Im kommenden Jahr will er als „neuer“, vor allem leichterer Tony Martin die Tour in Angriff nehmen und sich ernsthaft am Gesamtklassement orientieren. Seine Bilanz von gestern könnte lauten:

Da steht ihm noch viel Arbeit bevor.

Ein nächster Bergtest folgt heute auf der 18. Etappe, bei der der mystische Anstieg nach L‘Alpe d‘Huez erstmals zweimal gemeistert werden muss. Die Organisatoren rechnen mit 1,5 Millionen Fans am 13,8 Kilometer langen Aufstieg in den 1850 Meter hoch gelegenen Skiort. Für die Doppelbesteigung müssen die Fahrer die lebensgefährliche Abfahrt vom Col de Sarenne in Kauf nehmen. Die Straße ist nicht befestigt oder begrenzt.

Ergebnisse
17. Etappe, Einzelzeitfahren Embrunn — Chorges (32 km): 1. Froome (GB/Sky) 51:33 Minuten, 2. Contador (Spanien/Saxo) 0:09 Minuten zurück, 3. Rodriguez (Spanien/Katjuscha) 0:10, 4. Kreuziger (Tschechien/Saxo) 0:23, 5. Valverde (Spanien/Movistar) 0:30, 21. Klöden (Mittweida/Radio Shack) 2:46, 27. Martin (Cottbus/Quick Step) 3:06, 109. Greipel (Rostock/Lotto) 6:17, 132. Voigt (Grevesmühlen/Radio Shack) 6:47.

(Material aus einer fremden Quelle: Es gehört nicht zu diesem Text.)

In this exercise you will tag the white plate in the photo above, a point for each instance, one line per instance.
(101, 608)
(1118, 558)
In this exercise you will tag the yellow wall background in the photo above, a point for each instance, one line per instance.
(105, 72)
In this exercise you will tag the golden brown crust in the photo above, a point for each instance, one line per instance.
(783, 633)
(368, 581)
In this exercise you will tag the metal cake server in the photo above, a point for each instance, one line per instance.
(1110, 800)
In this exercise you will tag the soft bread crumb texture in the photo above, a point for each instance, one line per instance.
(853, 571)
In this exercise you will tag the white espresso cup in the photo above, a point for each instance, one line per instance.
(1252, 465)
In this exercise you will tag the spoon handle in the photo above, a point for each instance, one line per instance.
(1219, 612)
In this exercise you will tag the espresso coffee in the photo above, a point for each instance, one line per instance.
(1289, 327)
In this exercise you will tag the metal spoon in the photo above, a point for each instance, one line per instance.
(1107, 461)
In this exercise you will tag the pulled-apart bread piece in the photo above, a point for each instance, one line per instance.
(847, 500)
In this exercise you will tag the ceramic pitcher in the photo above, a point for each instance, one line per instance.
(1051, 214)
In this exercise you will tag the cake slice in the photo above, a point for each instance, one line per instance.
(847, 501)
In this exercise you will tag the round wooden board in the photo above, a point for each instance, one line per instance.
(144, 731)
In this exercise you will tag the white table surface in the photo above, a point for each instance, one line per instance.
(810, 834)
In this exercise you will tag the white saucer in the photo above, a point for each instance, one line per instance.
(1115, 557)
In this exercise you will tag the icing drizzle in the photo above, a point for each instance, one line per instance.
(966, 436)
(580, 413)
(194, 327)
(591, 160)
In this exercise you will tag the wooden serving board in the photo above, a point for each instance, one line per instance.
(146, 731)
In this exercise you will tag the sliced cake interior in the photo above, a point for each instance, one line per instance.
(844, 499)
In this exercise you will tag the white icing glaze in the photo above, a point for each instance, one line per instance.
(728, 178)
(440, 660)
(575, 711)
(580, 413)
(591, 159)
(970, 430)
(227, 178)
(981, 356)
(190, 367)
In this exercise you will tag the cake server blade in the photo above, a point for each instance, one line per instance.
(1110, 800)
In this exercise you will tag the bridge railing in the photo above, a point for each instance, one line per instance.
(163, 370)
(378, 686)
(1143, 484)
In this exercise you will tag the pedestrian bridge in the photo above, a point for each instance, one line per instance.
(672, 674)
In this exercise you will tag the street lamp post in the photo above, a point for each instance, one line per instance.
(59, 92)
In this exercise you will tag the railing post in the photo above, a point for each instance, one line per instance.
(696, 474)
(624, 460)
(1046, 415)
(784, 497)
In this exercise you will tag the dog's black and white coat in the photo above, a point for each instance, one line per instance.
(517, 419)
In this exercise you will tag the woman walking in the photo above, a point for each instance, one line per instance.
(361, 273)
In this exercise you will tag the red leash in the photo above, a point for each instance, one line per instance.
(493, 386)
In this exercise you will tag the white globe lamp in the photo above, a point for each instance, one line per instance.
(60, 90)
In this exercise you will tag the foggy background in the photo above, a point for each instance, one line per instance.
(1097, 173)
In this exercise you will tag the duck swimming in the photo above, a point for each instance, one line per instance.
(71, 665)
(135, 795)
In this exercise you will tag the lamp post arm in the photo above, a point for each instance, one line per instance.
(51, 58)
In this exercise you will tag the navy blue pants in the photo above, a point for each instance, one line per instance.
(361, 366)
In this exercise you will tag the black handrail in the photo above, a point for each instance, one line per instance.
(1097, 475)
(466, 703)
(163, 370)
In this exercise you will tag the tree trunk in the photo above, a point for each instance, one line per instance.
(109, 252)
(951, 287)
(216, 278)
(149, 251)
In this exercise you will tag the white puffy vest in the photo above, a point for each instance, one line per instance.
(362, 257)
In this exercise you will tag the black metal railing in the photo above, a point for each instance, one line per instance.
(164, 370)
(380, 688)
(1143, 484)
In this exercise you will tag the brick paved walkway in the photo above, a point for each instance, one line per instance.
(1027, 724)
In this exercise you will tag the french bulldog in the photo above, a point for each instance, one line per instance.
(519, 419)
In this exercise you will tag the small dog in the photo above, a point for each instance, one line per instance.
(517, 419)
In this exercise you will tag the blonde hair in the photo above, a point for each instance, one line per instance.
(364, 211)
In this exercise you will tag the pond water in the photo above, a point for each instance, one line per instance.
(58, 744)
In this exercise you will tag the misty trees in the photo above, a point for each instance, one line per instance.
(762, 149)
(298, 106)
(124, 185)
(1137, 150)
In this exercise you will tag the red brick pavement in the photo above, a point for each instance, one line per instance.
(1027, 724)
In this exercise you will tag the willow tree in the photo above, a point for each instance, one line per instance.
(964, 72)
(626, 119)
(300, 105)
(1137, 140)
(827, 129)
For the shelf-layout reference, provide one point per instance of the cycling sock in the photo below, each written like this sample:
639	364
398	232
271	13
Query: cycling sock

Gesamtwertung: 1. Froome 66:07:09 Stunden, 2. Contador 4:34 Minuten zurück, 3. Kreuziger 4:51, 4. Mollema (NL/Belkin) 6:23, 5. Rojas 6:58, 6. Rodriguez 7:21, 26. Klöden 37:15, 79. Voigt 1:41:43 Stunden zurück, 83. Geschke (Berlin/Argos) 1:44:52, 91. Burghardt 1:50:58, 106. Martin 2:01:16, 115. Degenkolb (Gera/Argos) 2:08:48, 124.

Greipel 2:20:59, 130. Fröhlinger (Gerolstein/Argos) 2:28:17, ... 133. Sieberg (Castrop-Rauxel/Lotto) 2:30:34, ... 169. Kittel 2:51:53.

Punktwertung: 1. Sagan (Slowakei/Cannondale) 377, 2. Cavendish (GB/Quick Step) 278, 3. Greipel 223, 4. Kittel 177.

Bergwertung: 1. Froome 83 Punkte, 2. Rojas (Kolumbien/Movistar) 66, 3. Iturralde (Spanien/Euskaltel) 53.